1
Data Mining Objectives
2020
1.The full form of KDD is
(a) Knowledge Database
(b) Knowledge discovery in databases
(c) Knowledge data division
(d) Knowledge data definition
Ans- b
2.You are given data about seismic activity in Japan, and you want to predict a magnitude of the next
earthquake, this is an example of
(a) Supervised Learning
(b) Unsupervised Learning
(c) Serration
(d) dimensionality reduction
Ans- a
3.Which of the following does not involve in data mining?
(a) Knowledge extraction
(b) Data archaeology
(c) Data exploration
(d) Data transformation
Ans- d
4. ____ is a comparison of the general features of the target class data objects against the general
features of objects from one or multiple contrasting classes
(a) Data Characterization
(b) Data classification
(c) Data discrimination
(d)Data selection
Ans- c
5. Bayesian classifiers is
(a) a class of learning algorithm that tries to find an optimum classification of a set of examples using
the probabilistic theory
(b) any mechanism employed by a learning system to constrain the search space of a hypothesis
2
(c) an approach to the design of learning algorithms that is inspired by the fact that when people
encounter new situations, they often explain them by reference to familiar experiences, adapting
the explanations to fit the new situation
(d) None of the above
Ans- a
6. The output of KDD is
(a) Data
(b) Information
(c) Query
(d) Useful information
Ans-d
7. Cluster is
(a) Group of similar objects that differ significantly from other objects
(b) Operations on a database to transform or simplify data in order to prepare it for a machine
learning algorithm
(c) Symbol of Representation of facts or ideas from which information can potentially be extracted
(d) None of the above
Ans- a
8. Background Knowledge referred to
(a) Additional acquaintance used by a learning algorithm to facilitate the learning process
(b) a neural network that makes use of a hidden layer
(c) it is a form of automatic learning
(d) None of the above
Ans- a
9. Case-based learning is
(a) A class of learning algorithm that tries to find an optimum classification of a set of examples using
the probabilistic theory
(b) Any mechanism employed by a learning system to constrain the search space of a hypothesis
(c) An approach to the design of learning algorithms that is inspired by the fact that when people
encounter new situations, they often explain them by reference to the familiar experiences,
adapting the explanations to fit the new situation
(d) None of the above
Ans- c
10. Some telecommunication companies want to segment their customers into distinct groups in
order to send appropriate subscription offers this is an example of
3
(a) Supervised Learning
(b) Data extraction
(c) Serration
(d) Unsupervised Learning
Ans- d
2017
11. An ……………… system is market-oriented and is used for data analysis by knowledge workers, including
managers, executives, and analysts.
(a) OLAP
(b) OLTP
(c) Both of the above
(d) None of the above
Ans- a
12. Which of the following is not a kind of data warehouse application
(a) Information Processing
(b) Analytical Processing
(c) Data Mining
(d) Transaction Processing
Ans- d
13. Data can be frequently Updated in …………. environment
(a) Data Warehouse
(b) Data Mining
(c) Operational
(d) Informational
Ans- c
14. ……… is data about data.
(a) Metadata
(b) Microdata
(c) Minidata
(d) Multidata
Ans- a
15. Which of the following is required K -means clustering?

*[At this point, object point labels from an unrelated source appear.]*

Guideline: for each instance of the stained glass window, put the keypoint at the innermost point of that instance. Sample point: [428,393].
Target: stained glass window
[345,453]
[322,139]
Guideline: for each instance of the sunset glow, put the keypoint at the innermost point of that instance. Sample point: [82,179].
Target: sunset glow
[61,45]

(a) Define distance matric
(b) Number of clusters
4
(c) Initial guess as to cluster centroids
(d) All of the above
Ans- d
16. The sigmoid also known as ……….. functions.
(a) Regression
(b) Logistic
(c) Probability
(d) Neural
Ans- b
17. A FP – Tree Growth Algorithm can be implemented ………... Phases.
(a) One
(b) Two
(c) Three
(d) Five
Ans- Two
18. DENCLUE clustering method is of type
(a) Partitioning
(b) Hierarchical
(c) Density Based
(d) Grid Based
Ans- c
19. STING in grid-based multi resolution clustering stands for
(a) Statistical information Grid
(b) Statistics in Geometric Data
(c) Standardization of Geometric
(d) None of the above
Ans- a
20. A tree structure called a dendrogram is commonly used in
(a) Partitioning Base Clustering
(b) Hierarchical clustering
(c) Model-based clustering
(d) All of the above
Ans- b
5
2016
21. An operational system is which of the following?
(a) A system that is used to turn the business in real time and is based on historical data
(b) A system that is used to run the business in real time and is based on current data
(c) A system that is used to support decision making and is based on current data
(d) A system that is used to support decision making and is based on historical data
Ans- b
22. A star schema has what type of relationship between a dimension and fact table
(a) Many to Many
(b) One to One
(c) One to many
(d) All of the above
Ans- c
23. A data warehouse is which of the following?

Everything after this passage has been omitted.